I had in mind to make a rail and stile sort of thing, with what I think are called box joints in the frame. After I took a whack at using the fence on the table saw to guide some pieces on end to cut the box joint notches, I decided that I really needed a tenoning jig.
So, after reading a bit on-line, I ordered a tenoning jig from Rockler. I think you can get the same jig for $20 less from Grizzly, but I didn’t notice that til after I ordered it.
To obtain the maximum range of motion, and allow me to cut at zero (tight agaist the blade) without worrying about cutting into the cast-iron fence, I added a 3/4” plywood face plate to the fence of the jig.
After playing around with the thing a little, I decided that it needed an upgrade, so I ordered a 6-inch digital readout (iGauge) from Grizzly. The same DRO is available from many on-line sources.

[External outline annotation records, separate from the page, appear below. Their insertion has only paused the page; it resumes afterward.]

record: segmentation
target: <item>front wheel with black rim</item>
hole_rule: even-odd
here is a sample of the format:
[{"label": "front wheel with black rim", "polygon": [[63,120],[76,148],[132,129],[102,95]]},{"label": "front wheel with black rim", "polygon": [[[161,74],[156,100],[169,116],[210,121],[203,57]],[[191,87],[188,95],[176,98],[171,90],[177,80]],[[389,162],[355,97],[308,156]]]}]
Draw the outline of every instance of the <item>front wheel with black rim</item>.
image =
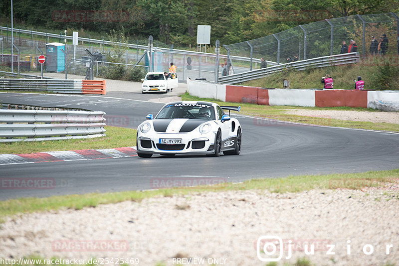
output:
[{"label": "front wheel with black rim", "polygon": [[225,155],[238,155],[241,152],[241,145],[242,143],[242,135],[241,133],[241,129],[238,128],[237,130],[237,140],[235,141],[235,148],[233,150],[223,151]]},{"label": "front wheel with black rim", "polygon": [[218,157],[221,152],[221,133],[220,131],[216,134],[216,141],[215,141],[215,151],[212,154],[215,157]]},{"label": "front wheel with black rim", "polygon": [[151,158],[153,155],[152,153],[142,153],[141,152],[137,152],[137,155],[142,158]]}]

I had only to get a friend to drill and tap a hole for a #8-32 screw in the cast-iron moving plate (to attach the end of the DRO rail), and hammer one of the brackets supplied with the DRO into the shape I needed to connect the puck of the DRO to the base plate on the tenoning jig, and I had a jig that could position a workpiece within a thousanth of an inch over a 2.2” range of motion.
I can just turn the screw to get any position to the thousanth of an inch.
Then tighten it up to fix that setting.
It tends to move 1 or 2 thousanths when I tighten it up, so I plan ahead and dial it in a bit high.
I’ve used it to make some saw-kerf box joints out of scrap which I’m quite pleased with.
I’ve had to fiddle with the alignment of the jig, and I’m going to re-allign my saw as well, but I’m really having fun with the things I can do with this set-up.
One added bonus is that I can use this jig to align my saw. I only need to clamp a peice into the jig which has a protruding post or finger, then dial the jig out to touch that finger against the tooth of the blade on each side to measure (using the DRO) the distance from the slot in the table top.